A new study says that 50 is the perfect age to publish a novel if you want the book to become a best-seller. According to research done by the website Lulu, more authors have success at that age than any other. The researchers came to their conclusion by looking at the average age of the 350 writers who made it to the top of the hardcover fiction section of the New York Times Bestseller List from the years 1955 to 2004. The number they came up with is 50.5 years.

"Unlike scientists or musicians, writers tend to mature with age," said Bob Young, the site's CEO.

Young says that the research was prompted by the suspicion that the optimum age for writers is much higher than many people assume.

This news article was fascinating from the perspective of the Chiron cycle.

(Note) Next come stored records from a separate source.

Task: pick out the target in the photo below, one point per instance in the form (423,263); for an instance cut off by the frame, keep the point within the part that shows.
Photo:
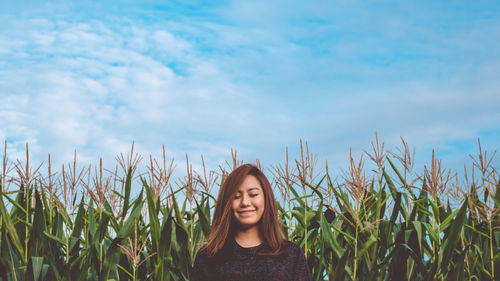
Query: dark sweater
(234,262)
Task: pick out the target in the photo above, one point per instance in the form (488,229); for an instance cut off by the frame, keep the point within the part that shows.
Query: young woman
(246,242)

The Chiron Return occurs about every 50 years, a reliable measurement despite its elliptical orbit throughout the years before the Return. After the powerful, undeniable time of the Uranus opposition at about age 42 and then the accumulated semisquare arc a couple of years later, life has changed dramatically. Marriages may fail or new ones begin. Early retirements occur or a career shift is made. Children leave the home to begin on their own. In other words, any manner of significant life change may occur.

At age 50 we are ready for a different kind of change… a different pace of change and a different kind of creativity. At this age, change isn’t so much a life imperative as it is an inner voice that has a deep longing to be heard.

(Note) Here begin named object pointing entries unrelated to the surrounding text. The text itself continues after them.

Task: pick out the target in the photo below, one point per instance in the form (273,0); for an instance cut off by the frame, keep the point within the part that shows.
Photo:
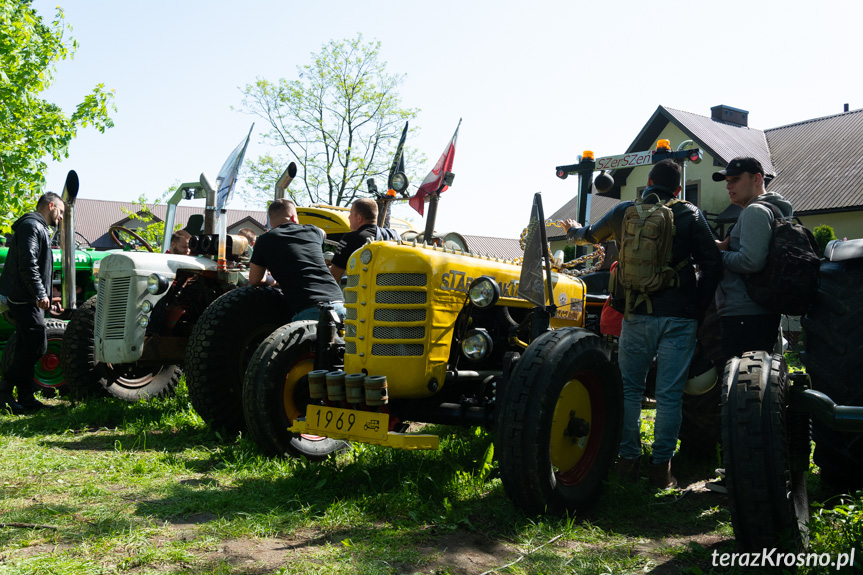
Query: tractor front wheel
(276,392)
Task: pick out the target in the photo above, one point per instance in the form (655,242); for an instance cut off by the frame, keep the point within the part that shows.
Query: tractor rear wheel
(221,345)
(766,455)
(834,337)
(276,391)
(48,374)
(558,423)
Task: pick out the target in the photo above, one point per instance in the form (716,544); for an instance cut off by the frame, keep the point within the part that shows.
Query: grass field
(110,487)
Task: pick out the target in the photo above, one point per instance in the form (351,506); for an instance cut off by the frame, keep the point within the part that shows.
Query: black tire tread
(78,355)
(767,500)
(523,420)
(214,375)
(266,421)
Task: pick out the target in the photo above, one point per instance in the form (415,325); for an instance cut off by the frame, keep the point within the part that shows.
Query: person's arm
(707,256)
(756,228)
(258,276)
(30,275)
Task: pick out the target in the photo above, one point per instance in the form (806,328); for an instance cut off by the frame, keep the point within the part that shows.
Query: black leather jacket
(26,276)
(692,241)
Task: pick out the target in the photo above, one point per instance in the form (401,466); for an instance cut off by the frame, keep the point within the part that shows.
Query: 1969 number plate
(346,423)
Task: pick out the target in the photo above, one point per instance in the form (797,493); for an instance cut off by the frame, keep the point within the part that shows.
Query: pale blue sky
(535,82)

Rollo May’s The Courage to Create remains the seminal work on the nature of creativity, a beautiful book I reference in Chiron: Facilitator of Destinies. In The Courage to Create, May writes of imagination as the fountainhead of human experience and discusses the creative impulses that require liberation. (Chiron leaving behind Saturn, symbolically, as it reaches for Uranus.)

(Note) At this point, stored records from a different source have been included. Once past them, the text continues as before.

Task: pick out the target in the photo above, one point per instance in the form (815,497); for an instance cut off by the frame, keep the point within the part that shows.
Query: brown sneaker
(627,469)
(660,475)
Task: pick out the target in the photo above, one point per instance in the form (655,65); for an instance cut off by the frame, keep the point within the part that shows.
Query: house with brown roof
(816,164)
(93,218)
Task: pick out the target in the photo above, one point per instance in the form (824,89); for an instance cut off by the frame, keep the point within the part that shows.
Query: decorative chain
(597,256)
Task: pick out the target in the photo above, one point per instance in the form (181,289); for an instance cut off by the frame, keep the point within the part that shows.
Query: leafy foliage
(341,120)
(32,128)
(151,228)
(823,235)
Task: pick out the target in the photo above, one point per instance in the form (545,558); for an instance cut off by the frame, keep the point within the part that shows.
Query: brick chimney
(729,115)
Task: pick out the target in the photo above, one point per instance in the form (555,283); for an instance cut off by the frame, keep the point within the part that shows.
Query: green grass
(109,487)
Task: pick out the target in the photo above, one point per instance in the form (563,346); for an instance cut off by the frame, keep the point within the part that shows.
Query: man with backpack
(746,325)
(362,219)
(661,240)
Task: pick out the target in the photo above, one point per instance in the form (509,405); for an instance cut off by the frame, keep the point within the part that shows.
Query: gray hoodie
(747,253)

When May looks for the source of creative courage he revisits the myth of Chiron for illumination. He then examines the centaur’s role in freeing Prometheus from his bondage. "…This tells us," writes May, "that the riddle…is connected with the problem of death."

It is our very struggle to resist death that defines our creative struggle. Our creative seed sprouts on the vine of a desperately sought immortality.

In fact, this theme is central to the world’s oldest recorded myth, The Epic of Gilgamesh, dating back to the time of King Gilgamesh of Uruk (c. 2,700 BC). Horrified by his best friend’s death and the prospect of his own demise, Gilgamesh undertakes a quest for immortality which brings him to the abode of Utnapishtim, a virtuous man who obeys the gods and was saved by them from the Great Flood. Utnapishtim puts Gilgamesh to various tests which he fails and eventually sends him away, assuring him that he cannot escape death. A humbled Gilgamesh returns to Uruk and orders his story to be inscribed in stone.

As age 50 comes along, what story will we inscribe on our own personal stone? What narrative are we ready to share, what legacy are we ready to give form? At this age, this kind of creativity is birthed meaningfully from old wounds that no longer serve a purpose in our life, other than to hold us back. Some of us find a deeper spiritual expression, like poet Leonard Cohen did, releasing a book of 50 poems that read more like psalms. Some of us reconcile with estranged family members or simply begin to journal our thoughts to make sense of our life story.

Overall, the Chiron Return is an impressive time frame of self-expression, to bring closure to chapters of our lives that no longer need to be read, save in a reflective mode that serves to instruct the future. "The problem of death," as May writes, is partially not enough concern and focus on life…to experience the liberation of self (Uranus).

We do not need to be best-selling writers to share our narrative but we do need to be plugged into life, actively engaged and willing to be authentic along this deeply personal journey.